I think there is a simple reason—and it is one I have personally experienced over a business career that included frequent international travel, extended assignments abroad, and even a few years living overseas.
9/11 changed more than just America; it changed our relationship with the rest of the world and how American citizens moved through it. Personally, I went from believing I had a kind of protective aura because I was an American to understanding I was a target. As terrorists grew emboldened, it became clear that if I were detained or kidnapped, there was no guarantee American assets would be coming to retrieve me. Holding an American passport was no longer a guarantee.
When I landed in Dubai in 2002 on an American Airlines flight, I remember thinking that being an American on an American airline, flying over Middle Eastern terrain within MANPAD range in a plane with a big American flag on the tail, might not have been the best idea.
It also awakened me to the reality that as America pushed globalization, we failed to recognize that globalization works in reverse—importing cultures and people not aligned with American principles and values. That realization only deepened when former President Obama worked to diminish American standing and leadership in an effort to make us just one nation among many. He and his allies believed that being a superpower drew too much attention, and that if we were simply another country—like those in Europe—there would be less threat to America and Americans.
Ludicrous. When America appears weak, as it did during the Carter, Obama and then the Biden administrations, the threat does not recede—it grows.
The truth is that America has always been more than “Team America: World Police.” It has been the world’s sin eater.
In historical lore, a sin eater is someone who takes on the sins of another through a ritual act, absolving them and allowing them peace. America has often played that role—absorbing the consequences of global disorder and, in the process, preventing humanity from being permanently stained by the worst evils men inflict on one another. At times, this “sin eating” has not only preserved peace but advanced the broader cause of civilization.
There is a simple rule about problems: they rarely improve when ignored. More often, they grow—and once they metastasize, they become far more difficult to resolve quietly.
That is why I find the assertion that Iran “presented no imminent threat” to America so unconvincing. In a world defined by asymmetric risk, Iran and its proxies have posed a continuous threat to Americans since 1979. To argue otherwise is a form of pre-9/11 wishful thinking.
I wish we lived in a world where America was not required to play the role of sin eater. But that is not the world we inhabit. The West allowed this reality to take hold through apathy and lethargy—ignoring problems when they were small and refusing to act when action could have been limited and precise, rather than requiring aircraft carriers and cruise missiles for what might once have been handled far more discreetly, perhaps by a suppressed .22 semiautomatic.
Is this a constitutional role for America?
No—ideally it is not. But neither is it entirely outside our role.
In a connected world where physical borders offer diminishing protection, where even close allies fail basic tests of shared self-interest, and where anti-American forces operate with increasing freedom, we have effectively surrendered the option of not playing this role—ironically, by choosing not to play it when it mattered most.
One might even argue that the constitutional mandate to “provide for the common defense” has been globalized along with everything else.
I don’t like it—but reality is indifferent to what I like.
What I truly detest is being forced to react instead of act—because we delayed the inevitable for far too long.
Far too often it falls on presidents to become a reaction to all that has been ignored for too long.
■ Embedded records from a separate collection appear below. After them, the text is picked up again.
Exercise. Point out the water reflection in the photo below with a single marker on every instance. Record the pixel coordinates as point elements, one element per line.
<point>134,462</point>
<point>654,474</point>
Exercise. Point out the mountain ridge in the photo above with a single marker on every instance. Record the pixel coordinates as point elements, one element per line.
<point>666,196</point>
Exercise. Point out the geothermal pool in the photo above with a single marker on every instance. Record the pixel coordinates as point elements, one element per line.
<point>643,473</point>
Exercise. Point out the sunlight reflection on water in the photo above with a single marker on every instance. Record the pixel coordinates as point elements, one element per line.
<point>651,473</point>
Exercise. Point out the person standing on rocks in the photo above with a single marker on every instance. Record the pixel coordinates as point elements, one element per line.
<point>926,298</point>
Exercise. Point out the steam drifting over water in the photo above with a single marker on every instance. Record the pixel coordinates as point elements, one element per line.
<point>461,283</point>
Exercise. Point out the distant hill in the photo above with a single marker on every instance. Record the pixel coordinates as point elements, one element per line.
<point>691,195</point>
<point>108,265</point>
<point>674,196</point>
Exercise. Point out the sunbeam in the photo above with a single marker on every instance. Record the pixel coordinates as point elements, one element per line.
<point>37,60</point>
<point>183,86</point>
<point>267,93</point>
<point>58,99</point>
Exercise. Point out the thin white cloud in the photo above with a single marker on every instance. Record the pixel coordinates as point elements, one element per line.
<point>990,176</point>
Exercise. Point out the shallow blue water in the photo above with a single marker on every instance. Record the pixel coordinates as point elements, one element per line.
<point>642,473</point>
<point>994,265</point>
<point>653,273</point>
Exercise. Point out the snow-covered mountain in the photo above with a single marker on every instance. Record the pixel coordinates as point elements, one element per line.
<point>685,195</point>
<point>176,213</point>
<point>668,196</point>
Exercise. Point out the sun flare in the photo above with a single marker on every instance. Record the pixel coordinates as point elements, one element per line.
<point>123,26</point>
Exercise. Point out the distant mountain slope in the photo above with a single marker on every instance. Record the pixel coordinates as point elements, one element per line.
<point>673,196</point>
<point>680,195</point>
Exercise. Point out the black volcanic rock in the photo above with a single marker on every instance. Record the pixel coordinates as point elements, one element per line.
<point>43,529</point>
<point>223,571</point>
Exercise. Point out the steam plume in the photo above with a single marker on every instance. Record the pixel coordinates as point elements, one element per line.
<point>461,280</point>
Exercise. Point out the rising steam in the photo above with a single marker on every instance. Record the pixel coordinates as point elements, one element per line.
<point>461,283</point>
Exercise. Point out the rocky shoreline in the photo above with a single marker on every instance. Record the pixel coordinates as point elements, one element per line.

That is how I see President Trump. He is not a conservative, but he does conservative things. He is a mercenary, and he plays with the cards he has been dealt, trying to improve every hand.
Imperfectly and sometimes unconventionally, but his actions are now required to change the game.



Thank you Sir, you said it well.
I don't particularly like it either, but, due to past administrations "let's play nice nice", President Trump has no choice. We are fortunate that the groundwork he laid in his first term, especially the Abraham Accords, is paying significant dividends today.
It always amazes me how there are "conservatives" and libertarians who will always cast America is the provocateur in every global conflict, including the attack on Pearl Harbor. They also seem to hold the belief that America can just close all its doors and isolate like China did and everything would be fine.
Seems to parallel the thinking that the Jooos are always the issue.